One example I am seeing is that organizations make the irrational decision to completely eradicate the enablement function without having a way to service the needs of the previously supported teams. Let’s use a metaphor:
You are a truck driver and you make money hauling freight. You can make more profit in the short-term by reducing preventative maintenance. You can also drive faster to complete more jobs and get bonuses for early delivery. The issue is:
- You increase wear and tear on the vehicle and risk accidents
- You risk catastrophic failures which will take you off the road
- Your vehicle becomes increasingly inefficient as the fuel system gets clogged and worn
In the revenue world you can make more short-term profit by increasing quotas with fewer reps (driving faster) and eliminating enablement(reducing maintenance). Here is what I see happening:
- Burnout: Reps see the company de-investing in their success and have to do more with less. They then leave, which slows you down even more as you need to re-hire and ramp a new rep (Worse: Gartner data shows that it will cost you a 20% increase of OTE to get a successful rep to switch companies and join yours).
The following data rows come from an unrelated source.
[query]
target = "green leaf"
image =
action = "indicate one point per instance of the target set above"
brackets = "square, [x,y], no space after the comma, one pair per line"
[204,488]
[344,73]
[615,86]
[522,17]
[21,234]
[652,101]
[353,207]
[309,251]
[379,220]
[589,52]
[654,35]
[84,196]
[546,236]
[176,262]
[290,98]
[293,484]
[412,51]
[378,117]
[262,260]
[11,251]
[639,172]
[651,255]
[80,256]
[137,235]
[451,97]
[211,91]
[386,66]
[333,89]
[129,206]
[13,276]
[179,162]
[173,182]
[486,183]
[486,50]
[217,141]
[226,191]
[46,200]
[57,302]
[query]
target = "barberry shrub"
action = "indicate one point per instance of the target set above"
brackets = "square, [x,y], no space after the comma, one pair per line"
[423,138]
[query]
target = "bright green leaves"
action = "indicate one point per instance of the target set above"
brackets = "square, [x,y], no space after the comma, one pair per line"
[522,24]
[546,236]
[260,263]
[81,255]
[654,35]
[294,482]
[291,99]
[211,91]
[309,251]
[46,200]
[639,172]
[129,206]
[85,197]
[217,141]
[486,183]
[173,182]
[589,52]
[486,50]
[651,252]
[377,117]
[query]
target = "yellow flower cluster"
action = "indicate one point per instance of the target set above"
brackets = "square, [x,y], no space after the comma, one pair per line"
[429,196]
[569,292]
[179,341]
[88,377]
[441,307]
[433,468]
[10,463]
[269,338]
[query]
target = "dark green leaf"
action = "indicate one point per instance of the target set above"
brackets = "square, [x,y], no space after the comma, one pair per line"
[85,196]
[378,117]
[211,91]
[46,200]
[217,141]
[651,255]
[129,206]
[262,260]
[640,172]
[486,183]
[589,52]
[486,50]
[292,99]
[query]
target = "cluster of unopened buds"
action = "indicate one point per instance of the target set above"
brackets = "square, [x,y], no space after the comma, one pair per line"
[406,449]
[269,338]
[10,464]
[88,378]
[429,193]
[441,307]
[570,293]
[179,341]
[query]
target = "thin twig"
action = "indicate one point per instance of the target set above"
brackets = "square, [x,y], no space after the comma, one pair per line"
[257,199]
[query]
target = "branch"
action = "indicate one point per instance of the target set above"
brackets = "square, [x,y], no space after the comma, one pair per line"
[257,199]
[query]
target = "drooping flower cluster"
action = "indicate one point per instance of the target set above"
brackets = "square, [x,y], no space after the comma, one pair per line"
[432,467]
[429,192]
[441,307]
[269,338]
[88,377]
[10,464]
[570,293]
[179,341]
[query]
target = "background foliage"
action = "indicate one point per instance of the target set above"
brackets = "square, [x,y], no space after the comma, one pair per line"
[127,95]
- Escalating inefficiency: ICs who don’t have enablement support do not get better by themselves – With new product releases, new competitors, changing market conditions etc, it is a terrible idea to think that front-line managers can be a proxy for enablement. The sales velocity slows right down.
So here’s what I am seeing right now when an org does a RIF including all of enablement:
The next quarter looks pretty good:
- Remaining reps have better attainment as their territories increase and they are motivated by the spike in OTE.
- The EBITDA is looking great as CAC looks good (The pipe being closed was generated from pre-RIF momentum and resources).
- The company hits the revised plan
The second quarter looks shaky:
- Reps get nervous because the pipeline build has slowed down (There are less resources being applied post-RIF.
- The win-rate is declining as people are being stretched to handle more territory with less support.
- Everyone is looking sideways at the CRO
The third quarter is a bust:
- Some of the most tenured reps are leaving because “This place has changed”
- Sales velocity is well down (ASP, sales cycle and win rates have all fallen as the revenue org has failed to adapt and keep up with conditions).
Here is what should happen
If you have a large enablement team that is reduced for ratios:
Review and redefine the role architectures to see where the gaps are (EG Systems/Training/Content/L&D/coaching/process optimization/Comms and collab etc). Identify any gaps and ensure that there is budget for hiring contract enablers (In 2023 there are a ton of fantastic free agents who could deliver on any of these and tactical items like running an SKO or building a certification program etc).
This strategy allows you to have some variable cost in enablement without putting you on the path to sales velocity decline.
If your org removed ALL sales enablement
I wouldn’t want to travel in a plane that wasn’t being maintained, would you? It might make it from L.A. to New York, but I wouldn’t risk taking it to London from there… But that is just me – I live in Vegas and I don’t like playing the odds.